Das Verwaltungsgericht Koblenz verwehrte ihm in einem Beschluss wegen fehlender Verfassungstreue das Rechtsreferendariat. Vorbestraft war Hoewer nicht. Das Verwaltungsgericht Koblenz argumentierte, sein Menschenbild stehe in „eklatantem Widerspruch“ zu den Mindestanforderungen an die Verfassungstreuepflicht. Ausschlaggebend war seine Rolle in der JA.
Wurde im Fall von Arndt N. beim OLG München genau hingesehen? Allgemein heißt es auf eine taz-Nachfrage beim OLG: Die Mitgliedschaft in einer extremistischen Organisation allein reiche nicht aus, um das Referendariat zu verwehren. Bewerber:innen könne das Referendariat nur dann verwehrt werden, wenn diese eine verfassungsfeindliche Bestrebung unterstützen und als Mitglied einer extremistischen Organisation die „freiheitlich demokratische Grundordnung in strafbarer Weise“ bekämpfen oder „aktiv versuchen“ diese zu „beeinträchtigen“, etwa durch die Übernahme von Führungspositionen.
Die taz hat versucht, Arndt N. auf verschiedenen Wegen zu kontaktieren. N. ließ alle Anfragen unbeantwortet.
Katharina Fuchs von der Mobilen Beratung gegen Rechtsextremismus in Bayern sieht keinen Anlass, zu glauben, dass N. sich von seiner rechtsextremen Gesinnung distanziert haben könnte. Burschenschaften wie die Danubia definieren sich als „Lebensbund“, sagt sie.

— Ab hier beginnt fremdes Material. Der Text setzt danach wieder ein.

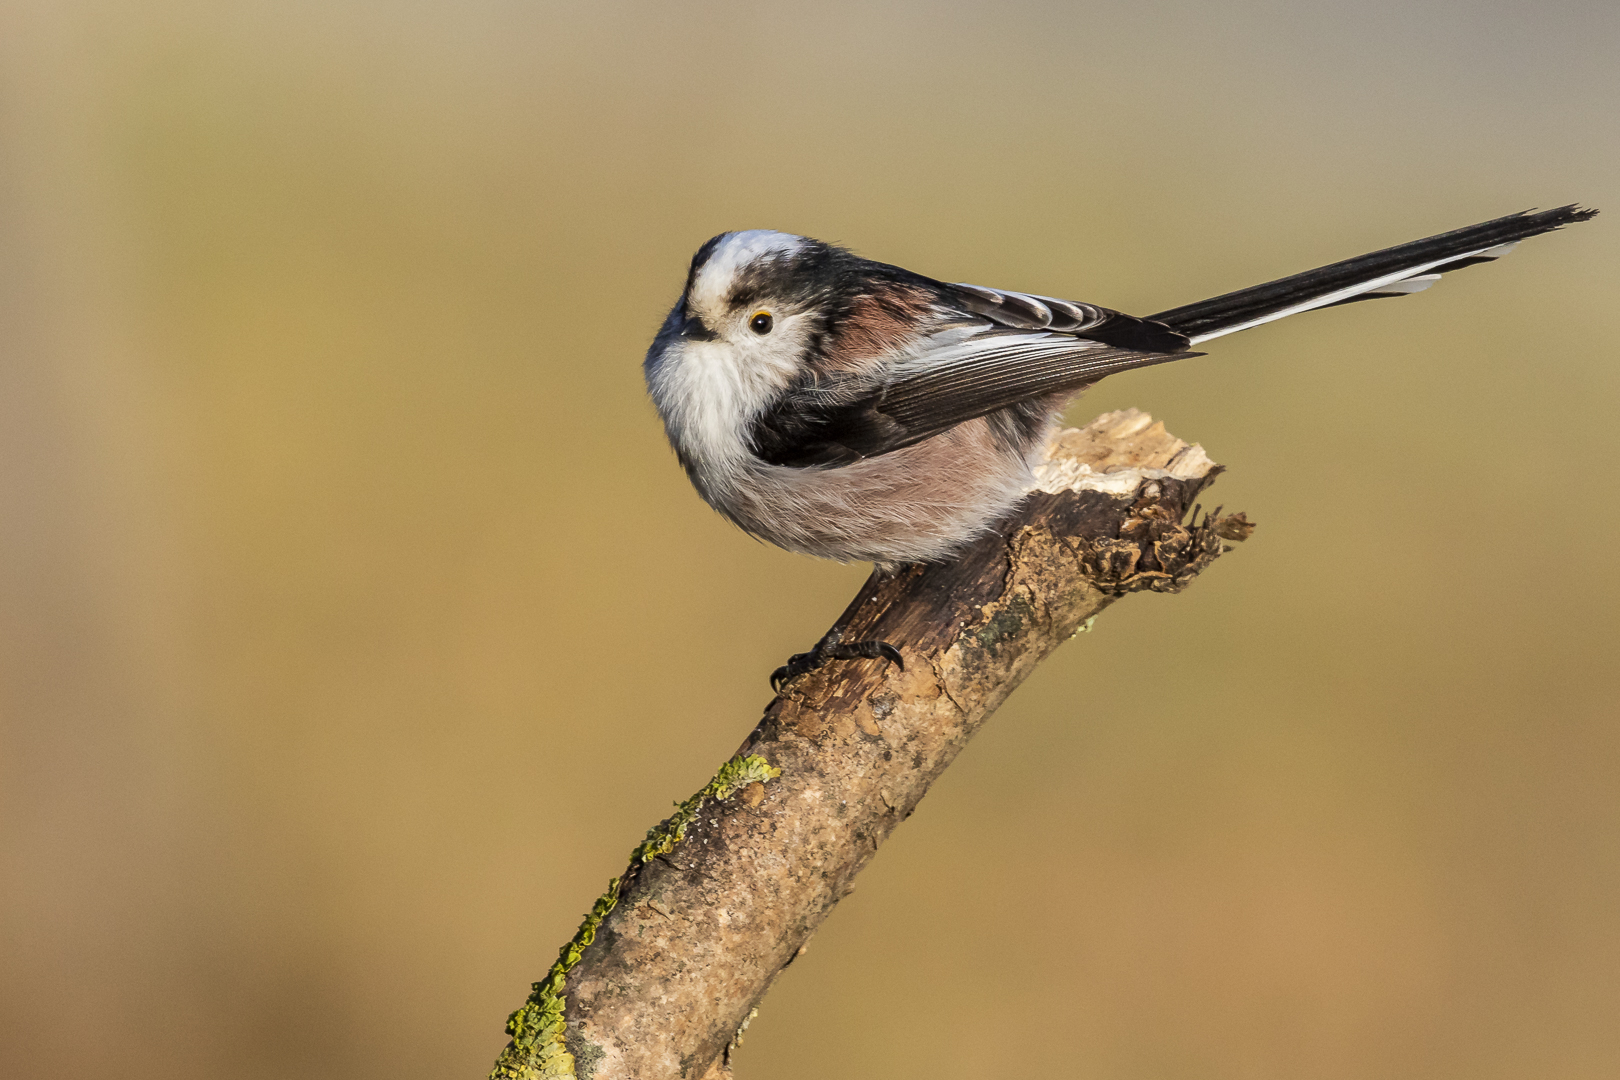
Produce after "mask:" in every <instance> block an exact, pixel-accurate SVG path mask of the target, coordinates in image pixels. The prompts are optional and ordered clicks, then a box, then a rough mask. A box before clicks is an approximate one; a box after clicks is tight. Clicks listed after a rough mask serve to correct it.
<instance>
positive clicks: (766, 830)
mask: <svg viewBox="0 0 1620 1080" xmlns="http://www.w3.org/2000/svg"><path fill="white" fill-rule="evenodd" d="M1217 473H1220V466H1217V465H1213V463H1212V461H1210V460H1209V458H1207V457H1205V455H1204V450H1202V449H1200V447H1197V445H1187V444H1184V442H1181V440H1179V439H1176V437H1173V436H1170V434H1168V432H1165V427H1163V424H1157V423H1153V421H1152V418H1150V416H1147V415H1144V413H1139V411H1136V410H1126V411H1121V413H1108V415H1105V416H1100V418H1098V419H1095V421H1092V423H1090V424H1087V426H1085V427H1082V429H1069V431H1064V432H1061V434H1059V436H1056V437H1055V439H1053V442H1051V445H1050V447H1048V452H1047V461H1045V465H1042V466H1040V468H1038V470H1037V479H1038V483H1040V487H1038V489H1037V491H1034V492H1032V494H1030V497H1029V499H1027V500H1025V502H1024V504H1022V505H1021V507H1019V510H1017V512H1016V513H1014V515H1013V517H1011V518H1009V520H1008V521H1006V523H1004V525H1003V526H1001V528H1000V529H998V531H996V533H995V534H991V536H987V538H983V539H982V541H978V542H975V544H974V546H972V547H969V549H967V551H966V552H964V554H962V557H959V559H957V560H956V562H951V563H938V565H927V567H909V568H906V570H901V572H897V573H894V575H891V576H883V575H876V573H873V575H872V578H868V580H867V583H865V586H862V589H860V593H859V594H857V596H855V599H854V601H852V602H851V606H849V609H847V610H846V612H844V614H842V617H841V619H839V620H838V623H836V627H838V628H839V630H842V631H844V638H846V640H863V638H881V640H885V641H889V643H893V644H894V646H897V648H899V649H901V653H902V654H904V657H906V669H904V670H899V669H893V667H888V665H886V664H885V662H881V661H847V662H833V664H828V665H826V667H823V669H821V670H816V672H813V674H810V675H805V677H800V678H797V680H794V682H791V683H789V685H787V687H786V690H784V693H782V695H781V696H779V698H776V699H774V701H771V704H770V708H768V709H766V711H765V717H763V719H761V721H760V722H758V725H757V727H755V729H753V732H752V733H750V735H748V737H747V738H745V740H744V743H742V746H740V748H739V750H737V755H735V756H734V758H732V761H729V763H727V764H726V766H724V767H723V769H721V771H719V774H718V776H716V777H714V780H711V782H710V785H708V787H705V789H703V790H701V792H698V793H697V795H693V797H692V798H690V800H687V801H685V803H680V805H679V808H677V811H676V814H674V816H672V818H669V819H667V821H664V823H663V824H661V826H659V827H656V829H653V831H651V832H650V834H648V839H646V842H645V844H643V845H642V847H638V848H637V850H635V853H633V855H632V860H630V868H629V870H627V871H625V874H624V878H616V879H614V881H612V882H611V884H609V889H608V894H606V895H603V897H601V899H599V900H598V902H596V907H595V908H593V910H591V915H588V916H586V920H585V925H583V926H580V933H578V934H577V936H575V939H573V941H570V942H569V944H567V946H564V949H562V954H561V957H559V960H557V963H556V965H554V967H552V968H551V972H549V975H548V976H546V978H544V980H543V981H539V983H536V984H535V993H533V994H531V996H530V999H528V1002H525V1006H523V1007H522V1009H518V1010H517V1012H515V1014H512V1020H510V1023H509V1025H507V1031H509V1033H510V1035H512V1043H510V1044H509V1046H507V1049H505V1051H504V1052H502V1054H501V1059H499V1061H497V1064H496V1070H494V1074H491V1075H492V1077H494V1078H502V1080H504V1078H522V1080H535V1078H539V1077H578V1078H580V1080H630V1078H638V1080H654V1078H659V1080H661V1078H664V1077H671V1078H674V1077H682V1078H690V1080H698V1078H701V1077H724V1075H727V1074H729V1057H731V1048H732V1046H734V1044H735V1041H737V1040H739V1038H740V1030H742V1028H744V1027H747V1022H748V1020H750V1018H752V1017H753V1012H755V1007H757V1006H758V1002H760V999H761V997H765V993H766V991H768V989H770V988H771V983H773V981H774V980H776V976H778V975H779V973H781V972H782V968H786V967H787V965H789V963H792V960H794V957H795V955H797V954H799V950H800V949H802V947H804V944H805V942H807V941H808V938H810V934H812V933H815V928H816V926H818V925H820V923H821V920H823V918H826V915H828V913H829V912H831V910H833V905H836V904H838V902H839V899H842V897H844V895H846V894H847V892H849V891H851V887H852V886H854V879H855V874H857V873H860V868H862V866H865V865H867V860H870V858H872V855H873V853H875V852H876V848H878V845H880V844H881V842H883V840H885V839H886V837H888V836H889V832H893V831H894V826H896V824H899V823H901V821H904V819H906V818H907V816H909V814H910V811H912V808H915V805H917V801H919V800H920V798H922V797H923V793H925V792H927V790H928V785H930V784H933V780H935V779H936V777H938V776H940V774H941V772H943V771H944V767H946V766H948V764H951V761H953V759H954V758H956V755H957V751H961V748H962V746H964V745H967V740H969V738H972V735H974V732H977V730H978V727H980V724H983V722H985V719H987V717H988V716H990V714H991V712H993V711H995V709H996V706H1000V704H1001V701H1004V699H1006V696H1008V695H1009V693H1011V691H1013V690H1014V688H1016V687H1017V685H1019V683H1021V682H1022V680H1024V678H1025V677H1027V675H1029V674H1030V672H1032V670H1034V669H1035V665H1037V664H1038V662H1040V661H1042V659H1043V657H1045V656H1047V654H1048V653H1051V649H1055V648H1056V646H1058V644H1061V643H1063V641H1066V640H1069V638H1071V636H1074V635H1076V633H1077V631H1081V630H1085V628H1089V625H1090V620H1092V619H1095V617H1097V614H1098V612H1100V610H1103V609H1105V607H1108V606H1110V604H1113V602H1115V601H1116V599H1119V597H1121V596H1124V594H1128V593H1136V591H1144V589H1149V591H1160V593H1174V591H1179V589H1181V588H1183V586H1186V585H1187V583H1189V581H1191V580H1192V578H1194V576H1196V575H1197V573H1199V572H1200V570H1202V568H1204V567H1207V565H1209V563H1210V562H1213V560H1215V557H1217V555H1220V554H1221V551H1223V544H1221V541H1223V539H1244V538H1246V536H1247V534H1249V531H1251V529H1252V526H1251V525H1249V523H1247V521H1246V520H1244V518H1243V515H1241V513H1239V515H1233V517H1226V518H1221V517H1218V512H1217V513H1209V515H1204V518H1202V520H1200V518H1197V512H1196V510H1194V513H1192V518H1191V520H1187V508H1189V507H1191V505H1192V502H1194V499H1196V497H1197V495H1199V492H1200V491H1202V489H1204V487H1205V486H1209V484H1210V483H1212V481H1213V479H1215V476H1217Z"/></svg>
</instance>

Dass N. der Danubia auch nach seiner Studentenzeit als Alumni, sogenannter „Alter Herr“, verbunden bleibt, zeige sich auch bei seiner Teilnahme in Schärding 2024.
Fuchs kritisiert: „Eine Entscheidung wie im Fall N. attestiert einem langjährig aktiven Rechtsextremisten eine unbescholtene Haltung zur demokratischen Grundordnung“. So werde extrem rechtes bis neonazistisches und völkisches Denken legitimiert und auch bagatellisiert. „Wenn jemand wie N. zugelassen wird, frage ich mich, was man noch alles machen muss, um nicht zugelassen zu werden“, so Fuchs weiter.

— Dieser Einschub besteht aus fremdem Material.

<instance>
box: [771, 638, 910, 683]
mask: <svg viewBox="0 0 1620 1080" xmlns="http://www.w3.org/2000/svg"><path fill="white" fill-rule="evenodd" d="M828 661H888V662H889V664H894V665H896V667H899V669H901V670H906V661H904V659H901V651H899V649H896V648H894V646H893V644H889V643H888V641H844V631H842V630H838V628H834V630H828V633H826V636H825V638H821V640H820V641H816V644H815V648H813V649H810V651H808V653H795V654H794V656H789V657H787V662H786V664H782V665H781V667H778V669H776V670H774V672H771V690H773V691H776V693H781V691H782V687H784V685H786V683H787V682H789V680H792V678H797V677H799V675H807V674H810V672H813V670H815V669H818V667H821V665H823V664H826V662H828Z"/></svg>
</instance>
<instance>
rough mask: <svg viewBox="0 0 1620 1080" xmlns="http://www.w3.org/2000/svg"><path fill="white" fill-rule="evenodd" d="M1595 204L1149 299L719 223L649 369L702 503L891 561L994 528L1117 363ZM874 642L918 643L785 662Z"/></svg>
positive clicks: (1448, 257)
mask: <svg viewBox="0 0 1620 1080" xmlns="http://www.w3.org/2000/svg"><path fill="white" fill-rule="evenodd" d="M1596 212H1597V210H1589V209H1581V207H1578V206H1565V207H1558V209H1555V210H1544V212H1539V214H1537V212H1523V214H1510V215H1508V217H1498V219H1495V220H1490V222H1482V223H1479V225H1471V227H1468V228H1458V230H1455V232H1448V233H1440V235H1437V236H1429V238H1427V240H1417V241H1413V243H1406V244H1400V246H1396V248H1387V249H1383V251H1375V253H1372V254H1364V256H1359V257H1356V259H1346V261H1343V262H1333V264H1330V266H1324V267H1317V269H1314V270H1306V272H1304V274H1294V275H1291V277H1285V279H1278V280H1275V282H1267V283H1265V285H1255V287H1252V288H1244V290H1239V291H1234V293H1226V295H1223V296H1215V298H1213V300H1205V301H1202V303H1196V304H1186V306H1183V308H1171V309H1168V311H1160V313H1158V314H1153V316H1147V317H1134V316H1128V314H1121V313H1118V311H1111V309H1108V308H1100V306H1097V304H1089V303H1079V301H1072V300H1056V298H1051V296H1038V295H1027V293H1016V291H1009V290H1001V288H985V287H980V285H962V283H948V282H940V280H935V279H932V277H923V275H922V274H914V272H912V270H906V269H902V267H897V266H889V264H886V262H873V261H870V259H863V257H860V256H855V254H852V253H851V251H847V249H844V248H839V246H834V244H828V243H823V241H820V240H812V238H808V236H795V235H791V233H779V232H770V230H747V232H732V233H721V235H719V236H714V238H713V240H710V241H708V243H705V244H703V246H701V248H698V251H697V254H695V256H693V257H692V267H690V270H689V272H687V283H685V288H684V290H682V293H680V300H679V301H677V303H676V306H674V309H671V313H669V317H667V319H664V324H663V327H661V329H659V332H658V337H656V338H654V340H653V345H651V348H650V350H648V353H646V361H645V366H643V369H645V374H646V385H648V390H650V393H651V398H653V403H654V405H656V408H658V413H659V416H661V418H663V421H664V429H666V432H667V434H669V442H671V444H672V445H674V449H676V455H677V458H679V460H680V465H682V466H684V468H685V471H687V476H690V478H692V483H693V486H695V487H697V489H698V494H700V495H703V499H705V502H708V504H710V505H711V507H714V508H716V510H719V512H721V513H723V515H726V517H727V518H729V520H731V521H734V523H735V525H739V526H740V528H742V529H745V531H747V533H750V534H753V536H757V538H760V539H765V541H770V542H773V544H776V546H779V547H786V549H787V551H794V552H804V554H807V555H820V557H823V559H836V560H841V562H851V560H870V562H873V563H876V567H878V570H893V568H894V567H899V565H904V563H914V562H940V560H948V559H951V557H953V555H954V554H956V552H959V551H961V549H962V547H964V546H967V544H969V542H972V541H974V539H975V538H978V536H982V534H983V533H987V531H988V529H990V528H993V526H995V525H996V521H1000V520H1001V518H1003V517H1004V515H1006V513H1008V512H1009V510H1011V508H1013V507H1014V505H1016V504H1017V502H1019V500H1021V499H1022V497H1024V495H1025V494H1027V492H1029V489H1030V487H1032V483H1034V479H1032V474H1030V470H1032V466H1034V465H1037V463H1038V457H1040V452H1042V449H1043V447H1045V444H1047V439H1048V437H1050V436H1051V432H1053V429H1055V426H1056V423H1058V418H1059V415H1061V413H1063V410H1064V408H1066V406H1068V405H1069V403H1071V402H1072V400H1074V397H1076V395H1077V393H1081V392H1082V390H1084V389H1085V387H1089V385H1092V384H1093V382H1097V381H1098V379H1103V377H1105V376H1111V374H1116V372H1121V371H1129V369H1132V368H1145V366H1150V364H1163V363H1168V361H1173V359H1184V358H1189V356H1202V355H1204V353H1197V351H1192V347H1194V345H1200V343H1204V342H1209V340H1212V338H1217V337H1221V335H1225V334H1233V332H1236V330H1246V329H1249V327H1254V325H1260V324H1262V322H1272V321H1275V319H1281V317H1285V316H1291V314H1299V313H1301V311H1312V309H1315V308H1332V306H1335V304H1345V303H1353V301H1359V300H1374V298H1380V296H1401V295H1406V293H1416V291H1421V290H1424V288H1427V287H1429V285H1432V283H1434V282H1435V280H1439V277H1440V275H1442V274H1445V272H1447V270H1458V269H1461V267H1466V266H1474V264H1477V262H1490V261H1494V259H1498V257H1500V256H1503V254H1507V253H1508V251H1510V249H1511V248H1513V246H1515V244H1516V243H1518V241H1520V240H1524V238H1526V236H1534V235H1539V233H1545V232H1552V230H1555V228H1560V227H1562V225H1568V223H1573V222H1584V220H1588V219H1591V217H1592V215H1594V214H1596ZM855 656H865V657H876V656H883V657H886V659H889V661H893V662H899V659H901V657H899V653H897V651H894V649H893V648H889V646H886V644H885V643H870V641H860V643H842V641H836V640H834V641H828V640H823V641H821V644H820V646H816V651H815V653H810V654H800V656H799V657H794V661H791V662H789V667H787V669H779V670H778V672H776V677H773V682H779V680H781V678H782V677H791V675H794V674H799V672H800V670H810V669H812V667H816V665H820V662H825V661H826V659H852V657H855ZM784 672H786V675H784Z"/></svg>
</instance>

In Passau macht sich derweil wohl ein weiterer Aktivist vom äußerst rechten Rand für eine mögliche juristische Laufbahn bereit. Der einstige stellvertretende Vorsitzende der erwiesen rechtsextremistischen Jungen Alternative Ostbayern soll sein erstes Staatsexamen bereits absolviert haben, so berichtete es der Grünen-Abgeordnete Toni Schuberl der taz. Ob auch ihm vom Gericht die Unbedenklichkeit bescheinigt wird?
In einer früheren Version des Textes hatten wir geschrieben, dass John Hoewer in der Verbindung Gothia in Berlin aktiv war. Das ist falsch. Hoewer war in der Germania Köln aktiv.